To understand this, we need to look at the actual value which was used during the model evaluation. We can glean this from the return value (or from the returned VarInfo, but the former is easier):

retval

(m = 1.0702887094064564, x = 1.3437588314714883)

We can see here that the model evaluation used the value of m that we provided, but the value of x was ‘updated’.

The reason for this is that internally in a model evaluation, we construct the transformation function from the internal to the model representation based on the current realizations in the model! That is, we take the dist in a x ~ dist expression at model evaluation time and use that to construct the transformation, thus allowing it to change between model evaluations without invalidating the transformation.

Knowing that the distribution of x depends on the value of m, we can now understand how the model representation of x got updated. The linked VarInfo does not store the model representation of x, but only its linked internal representation. So, what happened during the model evaluation above was that the linked internal representation of x – which was constructed using the original value of m – was transformed back into a new model representation using a different value of m.

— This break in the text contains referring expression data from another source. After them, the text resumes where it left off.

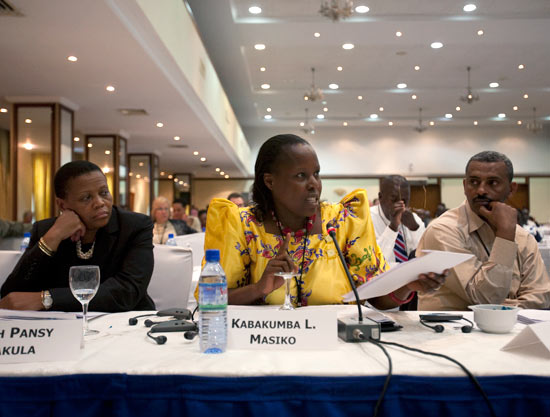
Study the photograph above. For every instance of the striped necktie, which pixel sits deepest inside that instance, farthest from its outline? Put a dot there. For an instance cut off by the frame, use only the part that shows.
(399, 249)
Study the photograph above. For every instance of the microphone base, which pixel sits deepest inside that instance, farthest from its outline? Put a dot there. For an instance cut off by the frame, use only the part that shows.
(351, 330)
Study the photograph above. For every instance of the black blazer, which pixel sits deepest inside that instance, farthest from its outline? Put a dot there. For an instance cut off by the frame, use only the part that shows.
(123, 250)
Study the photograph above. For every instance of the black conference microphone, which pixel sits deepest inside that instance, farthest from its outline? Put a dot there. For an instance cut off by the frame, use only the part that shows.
(350, 329)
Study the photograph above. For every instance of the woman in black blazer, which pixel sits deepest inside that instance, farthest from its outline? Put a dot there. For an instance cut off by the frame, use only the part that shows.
(88, 231)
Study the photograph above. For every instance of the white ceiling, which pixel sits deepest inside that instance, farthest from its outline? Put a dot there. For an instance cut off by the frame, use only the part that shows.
(515, 32)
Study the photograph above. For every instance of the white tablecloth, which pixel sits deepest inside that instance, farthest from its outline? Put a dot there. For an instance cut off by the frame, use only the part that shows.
(121, 348)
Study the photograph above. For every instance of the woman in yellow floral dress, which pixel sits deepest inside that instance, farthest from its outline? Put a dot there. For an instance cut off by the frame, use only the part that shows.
(285, 229)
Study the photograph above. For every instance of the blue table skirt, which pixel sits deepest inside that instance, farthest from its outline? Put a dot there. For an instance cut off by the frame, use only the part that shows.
(180, 395)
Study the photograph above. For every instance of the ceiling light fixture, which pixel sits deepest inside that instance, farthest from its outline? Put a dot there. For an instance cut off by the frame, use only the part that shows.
(336, 9)
(534, 126)
(420, 127)
(469, 97)
(314, 93)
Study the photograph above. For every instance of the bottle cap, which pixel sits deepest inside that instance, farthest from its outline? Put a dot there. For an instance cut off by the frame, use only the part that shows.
(212, 255)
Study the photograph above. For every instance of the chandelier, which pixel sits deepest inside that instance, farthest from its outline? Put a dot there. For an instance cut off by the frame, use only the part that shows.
(336, 9)
(314, 93)
(534, 126)
(420, 128)
(306, 126)
(469, 97)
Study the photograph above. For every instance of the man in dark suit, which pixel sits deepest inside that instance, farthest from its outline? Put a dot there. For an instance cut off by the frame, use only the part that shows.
(89, 231)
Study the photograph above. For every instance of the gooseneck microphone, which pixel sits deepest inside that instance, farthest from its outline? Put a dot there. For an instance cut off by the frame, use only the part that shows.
(351, 330)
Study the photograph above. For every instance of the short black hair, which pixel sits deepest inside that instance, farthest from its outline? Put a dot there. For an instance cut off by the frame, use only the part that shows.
(69, 171)
(493, 156)
(267, 156)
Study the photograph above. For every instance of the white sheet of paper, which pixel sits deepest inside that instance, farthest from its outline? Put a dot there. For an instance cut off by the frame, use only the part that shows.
(534, 338)
(401, 274)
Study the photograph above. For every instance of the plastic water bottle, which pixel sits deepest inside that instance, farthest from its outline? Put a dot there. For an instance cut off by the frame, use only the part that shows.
(212, 305)
(171, 241)
(25, 242)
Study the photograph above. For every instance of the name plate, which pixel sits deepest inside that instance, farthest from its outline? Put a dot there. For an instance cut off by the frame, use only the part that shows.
(39, 340)
(274, 329)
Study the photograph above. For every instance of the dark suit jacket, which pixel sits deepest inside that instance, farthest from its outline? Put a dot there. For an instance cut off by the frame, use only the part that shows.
(123, 250)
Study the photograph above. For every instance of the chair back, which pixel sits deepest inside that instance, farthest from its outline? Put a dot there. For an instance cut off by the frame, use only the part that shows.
(172, 275)
(194, 241)
(8, 260)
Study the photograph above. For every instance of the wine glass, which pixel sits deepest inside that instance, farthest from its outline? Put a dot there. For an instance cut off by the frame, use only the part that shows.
(84, 282)
(287, 276)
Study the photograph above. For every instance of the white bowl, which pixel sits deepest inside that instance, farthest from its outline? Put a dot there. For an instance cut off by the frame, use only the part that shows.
(495, 318)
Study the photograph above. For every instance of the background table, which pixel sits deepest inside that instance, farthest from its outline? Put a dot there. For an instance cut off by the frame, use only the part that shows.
(121, 372)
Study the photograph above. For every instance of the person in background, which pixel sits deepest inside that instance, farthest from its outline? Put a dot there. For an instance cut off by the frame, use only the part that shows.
(285, 230)
(178, 210)
(398, 230)
(27, 216)
(202, 219)
(237, 199)
(88, 231)
(507, 267)
(163, 226)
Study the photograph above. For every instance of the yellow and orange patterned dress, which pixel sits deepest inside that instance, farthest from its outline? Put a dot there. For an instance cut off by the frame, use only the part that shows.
(246, 248)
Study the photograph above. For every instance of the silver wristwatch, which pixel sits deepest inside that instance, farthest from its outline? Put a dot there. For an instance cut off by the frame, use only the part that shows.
(47, 300)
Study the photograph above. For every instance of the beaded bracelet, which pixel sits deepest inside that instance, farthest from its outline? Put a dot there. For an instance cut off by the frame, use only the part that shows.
(399, 301)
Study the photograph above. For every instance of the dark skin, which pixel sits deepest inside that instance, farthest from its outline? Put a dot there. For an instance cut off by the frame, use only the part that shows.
(86, 207)
(296, 188)
(394, 198)
(486, 187)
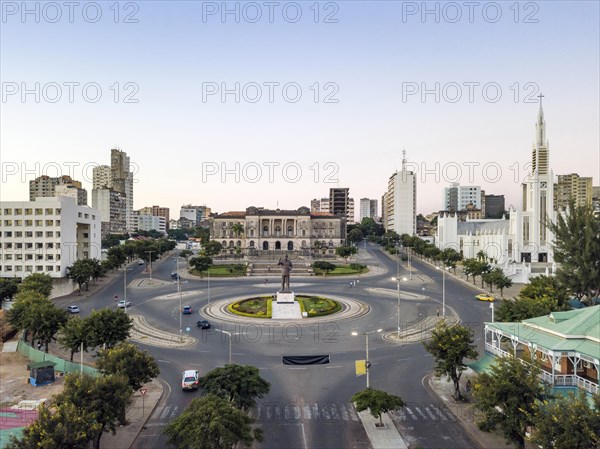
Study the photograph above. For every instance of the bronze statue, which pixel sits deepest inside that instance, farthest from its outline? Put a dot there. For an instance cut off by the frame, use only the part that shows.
(286, 268)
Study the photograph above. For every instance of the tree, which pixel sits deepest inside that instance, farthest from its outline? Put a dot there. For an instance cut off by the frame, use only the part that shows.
(105, 398)
(212, 248)
(38, 282)
(81, 272)
(577, 250)
(568, 423)
(239, 384)
(75, 333)
(211, 422)
(378, 402)
(449, 346)
(345, 251)
(8, 288)
(323, 266)
(509, 397)
(201, 263)
(63, 427)
(108, 327)
(540, 297)
(136, 365)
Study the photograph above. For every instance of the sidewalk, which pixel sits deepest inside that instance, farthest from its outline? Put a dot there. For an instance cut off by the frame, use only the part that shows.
(466, 414)
(137, 414)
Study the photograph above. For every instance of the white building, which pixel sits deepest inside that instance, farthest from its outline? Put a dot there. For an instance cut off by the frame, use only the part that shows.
(46, 236)
(457, 197)
(524, 237)
(401, 202)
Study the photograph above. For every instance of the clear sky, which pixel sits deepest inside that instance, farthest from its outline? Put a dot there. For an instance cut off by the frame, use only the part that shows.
(272, 103)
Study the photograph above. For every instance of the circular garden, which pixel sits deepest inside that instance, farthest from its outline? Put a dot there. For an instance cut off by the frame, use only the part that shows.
(260, 306)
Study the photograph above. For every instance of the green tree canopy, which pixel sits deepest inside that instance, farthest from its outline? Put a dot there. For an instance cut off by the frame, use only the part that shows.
(449, 346)
(105, 398)
(127, 359)
(577, 250)
(509, 397)
(239, 384)
(63, 427)
(568, 422)
(211, 422)
(38, 282)
(108, 327)
(377, 402)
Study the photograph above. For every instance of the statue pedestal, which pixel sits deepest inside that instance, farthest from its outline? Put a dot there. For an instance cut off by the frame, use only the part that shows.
(285, 297)
(285, 308)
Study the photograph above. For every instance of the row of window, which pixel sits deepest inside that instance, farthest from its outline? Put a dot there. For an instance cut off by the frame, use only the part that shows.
(47, 257)
(30, 234)
(31, 268)
(29, 245)
(31, 211)
(31, 222)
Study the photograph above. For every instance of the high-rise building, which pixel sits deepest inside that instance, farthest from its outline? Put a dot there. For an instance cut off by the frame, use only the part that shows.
(122, 181)
(494, 206)
(47, 236)
(572, 187)
(368, 209)
(401, 201)
(457, 197)
(45, 186)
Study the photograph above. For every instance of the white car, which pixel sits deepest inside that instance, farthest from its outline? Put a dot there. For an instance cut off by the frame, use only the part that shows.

We can reproduce the ‘new’ value of x by performing these transformations manually:

# Generate a fresh linked VarInfo (without the new / 'corrupted' values)
vi_linked = link(vi, model)
# See the linked internal representations
DynamicPPL.getindex_internal(vi_linked, vn_m), DynamicPPL.getindex_internal(vi_linked, vn_x)

([-0.20318141265857553], [-1.2965629059941892])

Now we update the value of m like we did before:

vi_linked[vn_m] = vi_linked[vn_x] + 1
vi_linked[vn_m]

1.0702887094064564

When evaluating the model, the distribution of x is now changed, and so is the corresponding inverse bijector:

new_dist_x = truncated(Normal(); lower=vi_linked[vn_m])
new_f_inv = DynamicPPL.invlink_transform(new_dist_x)

Bijectors.Inverse{Bijectors.TruncatedBijector{Float64, Float64}}(Bijectors.TruncatedBijector{Float64, Float64}(1.0702887094064564, Inf))

and if we apply this to the internal representation of x:

new_f_inv(DynamicPPL.getindex_internal(vi_linked, vn_x))

1-element Vector{Float64}:
 1.3437588314714883

which is the same value as we got above in retval.

Conclusion

In this chapter of the Turing docs, we’ve looked at:

why variables might need to be transformed;
how this is accounted for mathematically with the Jacobian term;
the basic API and functionality of Bijectors.jl; and
the higher-level usage of transforms in DynamicPPL and Turing.

This will hopefully have equipped you with a better understanding of how constrained variables are handled in the Turing framework. With this knowledge, you should especially find it easier to navigate DynamicPPL’s VarInfo type, which forms the backbone of model evaluation.